Dos mesmos, outrossim, mais se via e mostrava estar a distribuição, da qual todo o seu teor é pela maneira seguinte:

A Melo: Audiência de vinte e cinco de fevereiro de mil oitocentos quarenta e três. Sá Vargas. Bruno.

Segundo se continha em a mencionada distribuição, que sendo assim feita, do modo que dito fica e dos autos consta.

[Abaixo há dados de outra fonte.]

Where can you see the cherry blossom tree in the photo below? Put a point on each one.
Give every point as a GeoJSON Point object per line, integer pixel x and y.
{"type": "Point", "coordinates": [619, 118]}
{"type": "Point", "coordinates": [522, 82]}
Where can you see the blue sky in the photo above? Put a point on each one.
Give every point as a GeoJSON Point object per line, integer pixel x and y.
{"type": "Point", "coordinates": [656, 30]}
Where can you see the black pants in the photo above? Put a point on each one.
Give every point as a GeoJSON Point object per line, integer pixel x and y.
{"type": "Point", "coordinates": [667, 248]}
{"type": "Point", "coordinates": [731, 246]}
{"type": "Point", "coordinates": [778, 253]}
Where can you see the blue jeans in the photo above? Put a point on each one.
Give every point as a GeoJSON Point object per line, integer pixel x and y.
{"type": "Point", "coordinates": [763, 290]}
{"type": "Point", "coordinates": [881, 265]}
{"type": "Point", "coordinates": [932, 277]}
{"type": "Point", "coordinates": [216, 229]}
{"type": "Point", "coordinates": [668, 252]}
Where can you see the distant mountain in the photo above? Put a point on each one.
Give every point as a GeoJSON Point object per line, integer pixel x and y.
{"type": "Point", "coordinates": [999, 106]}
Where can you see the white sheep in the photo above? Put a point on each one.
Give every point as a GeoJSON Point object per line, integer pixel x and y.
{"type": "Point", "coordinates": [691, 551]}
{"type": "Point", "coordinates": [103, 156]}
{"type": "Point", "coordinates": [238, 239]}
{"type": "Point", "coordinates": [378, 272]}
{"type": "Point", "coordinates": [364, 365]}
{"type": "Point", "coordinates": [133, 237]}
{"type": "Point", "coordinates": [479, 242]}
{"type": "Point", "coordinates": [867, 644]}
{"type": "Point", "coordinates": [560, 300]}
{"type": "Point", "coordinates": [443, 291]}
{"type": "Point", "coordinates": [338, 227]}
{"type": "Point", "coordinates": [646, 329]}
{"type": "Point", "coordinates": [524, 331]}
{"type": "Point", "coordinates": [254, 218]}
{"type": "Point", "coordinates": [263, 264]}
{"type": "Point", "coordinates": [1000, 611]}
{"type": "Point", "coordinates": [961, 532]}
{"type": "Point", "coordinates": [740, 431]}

Dos mesmos, outrossim, mais se via estar o termo de identidade e ratificação, do qual todo o seu teor é pela maneira seguinte:

TERMO DE IDENTIDADE E RATIFICAÇÃO
Aos seis de março de mil oitocentos quarenta e três em Lisboa, no meu escritório, foi presente Jacinto José da Silva, procurador de José Inácio de Oliveira Rebelo, o que mostrou pela procuração que se segue, e disse que ratificava tudo quanto seu constituinte pretendia justificar, na conformidade do artigo trezentos, parágrafo segundo, da novíssima Reforma Judiciária. E assinou com as testemunhas José Joaquim Romão da Silva e Manuel Rebelo Palhares, empregados neste escritório, moradores aquele na Rua do Capelão e este na Rua Nova da Palma. Daniel José da Silva Melo. Jacinto José da Silva. José Joaquim Romão da Silva. Manuel Rebelo Palhares.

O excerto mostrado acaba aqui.